Teknolojinin mahremiyet üzerindeki dönüştürücü etkisi modernlik tarihi boyunca hiç bu kadar fazla olmamıştır. Mah­remiyetin iki belirleyici özelliği olan görünmezlik ve bağım­sızlığın neredeyse tamamen yok edilmesi, hiç şimdiki kadar olmamıştır. Internet ve insansız hava araçları mahremiyet isti­lasının en vahşi araçları olarak tanımlanabilir. İHA’lar kendisi görülmeden her şeyi görüntülemeye imkân tanıyan araçlardır. İHA’i ardan sonra artık kimsenin gözetlenmekten kaçabileceği bir sığınağı olmayacaktır, öyle ki yaygın ve kolay kullanımlarıyla İHA’lar muazzam veri akışı sağlayabilmektedirler. Hatta İHA’lar o kadar çok veri sunmaktadır ki artık verinin çokluğu gözetleyiciler için bir sorundur; verileri ayıklamak ciddi bir zaman ve maliyet gerektirmektedir. IHA teknolojisi mahremi­yet alanına rıza dışında zorla girmeyi, yani bir saldırıyı sem­bolize eder. Buna karşın internet büyük bir kısmıyla insanın kendi mahremiyetini iradi olarak ve kendi rızasıyla paylaş­ması esasına dayanır. Bütün dünya da internet kullanımı hızla yayılıyor ve kitleselleşiyor. Yakın bir gelecekte muhtemelen internet kullanıcısı olmayan çok az sayıda insan kalacak Bu da mahremiyetin topyekûn yıkımını ifade ediyor. İnternet­te olup biten neredeyse her şey kamuya açık hâlde yapılıyor. Dolayısıyla kamu istediği her şeyi gözetleyebilir hâldedir. Bir de internette olup biten her şey, olup bittikten sonra bile takip edilmeye açık niteliğinden dolayı sonsuza değin gözetlenmeye açık hâle geliyor. Bu durumsa mahremiyetin yıkımı için hayal edilemez bir düzeydir.

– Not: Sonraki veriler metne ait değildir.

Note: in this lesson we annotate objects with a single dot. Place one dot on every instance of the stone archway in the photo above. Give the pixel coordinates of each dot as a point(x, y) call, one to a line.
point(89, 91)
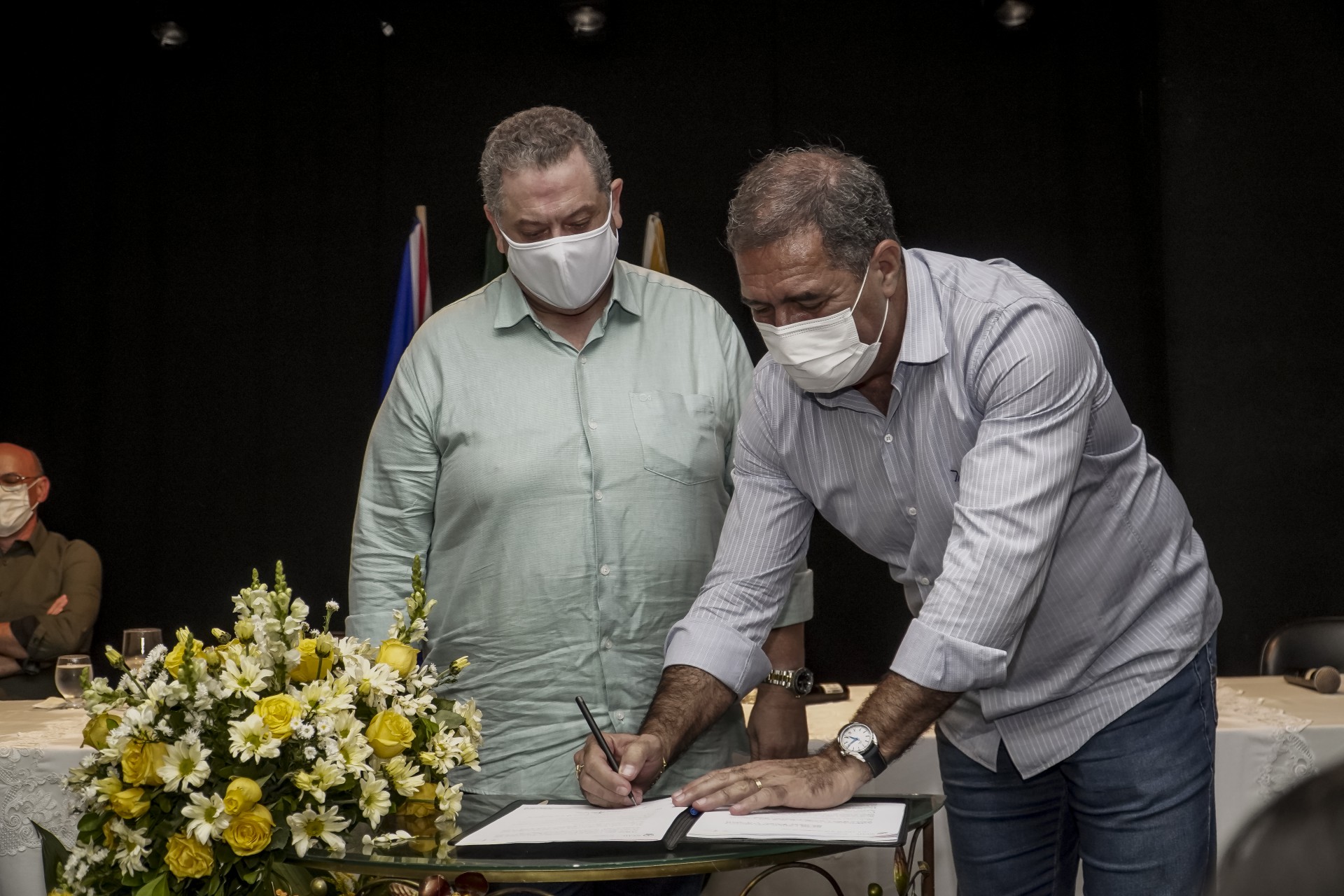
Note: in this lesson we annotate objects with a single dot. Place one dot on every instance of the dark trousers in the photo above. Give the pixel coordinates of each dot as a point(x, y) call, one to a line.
point(1135, 805)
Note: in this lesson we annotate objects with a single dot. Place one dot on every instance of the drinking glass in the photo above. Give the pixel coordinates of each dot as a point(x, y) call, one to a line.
point(69, 672)
point(137, 643)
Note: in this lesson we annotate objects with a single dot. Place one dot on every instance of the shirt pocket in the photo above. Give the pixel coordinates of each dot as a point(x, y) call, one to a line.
point(679, 434)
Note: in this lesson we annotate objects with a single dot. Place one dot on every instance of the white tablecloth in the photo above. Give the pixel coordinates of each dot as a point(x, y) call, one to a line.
point(1270, 735)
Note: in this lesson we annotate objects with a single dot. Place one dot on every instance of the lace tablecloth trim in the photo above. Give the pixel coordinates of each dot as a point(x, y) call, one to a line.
point(1291, 758)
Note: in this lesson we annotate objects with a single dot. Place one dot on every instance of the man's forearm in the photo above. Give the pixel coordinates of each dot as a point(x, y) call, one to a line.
point(899, 711)
point(10, 645)
point(784, 648)
point(689, 700)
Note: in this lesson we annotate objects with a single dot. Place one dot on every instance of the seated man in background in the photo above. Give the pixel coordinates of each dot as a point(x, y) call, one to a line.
point(50, 586)
point(558, 448)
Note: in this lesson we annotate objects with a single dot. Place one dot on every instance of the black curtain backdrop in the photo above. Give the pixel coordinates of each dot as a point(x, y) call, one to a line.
point(206, 246)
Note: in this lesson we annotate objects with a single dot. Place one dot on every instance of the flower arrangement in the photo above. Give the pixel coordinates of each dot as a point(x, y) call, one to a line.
point(211, 762)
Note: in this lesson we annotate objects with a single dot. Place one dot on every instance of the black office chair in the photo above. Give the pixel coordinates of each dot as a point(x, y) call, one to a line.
point(1306, 644)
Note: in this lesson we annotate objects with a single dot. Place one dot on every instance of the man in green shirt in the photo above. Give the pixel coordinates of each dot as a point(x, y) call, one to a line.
point(50, 586)
point(558, 447)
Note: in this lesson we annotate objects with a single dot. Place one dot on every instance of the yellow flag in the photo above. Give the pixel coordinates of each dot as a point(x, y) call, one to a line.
point(655, 248)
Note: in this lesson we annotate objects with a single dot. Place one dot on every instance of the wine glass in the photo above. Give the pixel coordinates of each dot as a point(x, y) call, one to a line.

Akışkan gözetimde özellikle sıradan insan için saklana­bilir hiçbir alan kalmaz ve bütün hayatı bir şeffaflık halesiyle kuşatılır. Buna karşın akışkan gözetimde iktidar, gözetimden kısmen de olsa kaçınmak açısından daha avantajlıdır. Çünkü iktidar artık sabit bir uzama çakılı olmadığı gibi sinyal hızın­da hareket etme becerisine de sahiptir. Bu da onu daha gö­rünmez ve ulaşılmaz kılar. Bu yüzden şeffaf toplumu, güven toplumu olarak değil kontrol toplumu olarak nitelendirmek daha doğrudur (Han, 2017: 10). Ancak akışkan gözetimde gelişkin kontrol mekanizmalarını elinde bulunduran iktida­rın bile mutlak manada görünmez ve ulaşılamaz olduğu iddia edilemez. Çünkü bütün mesele, yeni teknolojileri kullanma becerisinde gizlidir; tabir caizse iktidarın bile bir hackerlık canı vardır. Akışkan gözetimde iktidar çoğu zaman kendini gizleme eğilimindeyken buna karşılık sıradan insanlar görü­nür olma telaşındadır. Akışkan gözetimi sıradan insanlar için mümkün kılan en önemli şey, gündelik rutin içerisindeki tek­noloji bağımlı kayıt sistemidir. Cep telefonları, bilgisayarlar, kredi kartları, kameralar insanların bilerek ya da bilmeyerek, isteyerek ya da istemeyerek kendilerini sergiledikleri yerlerdir.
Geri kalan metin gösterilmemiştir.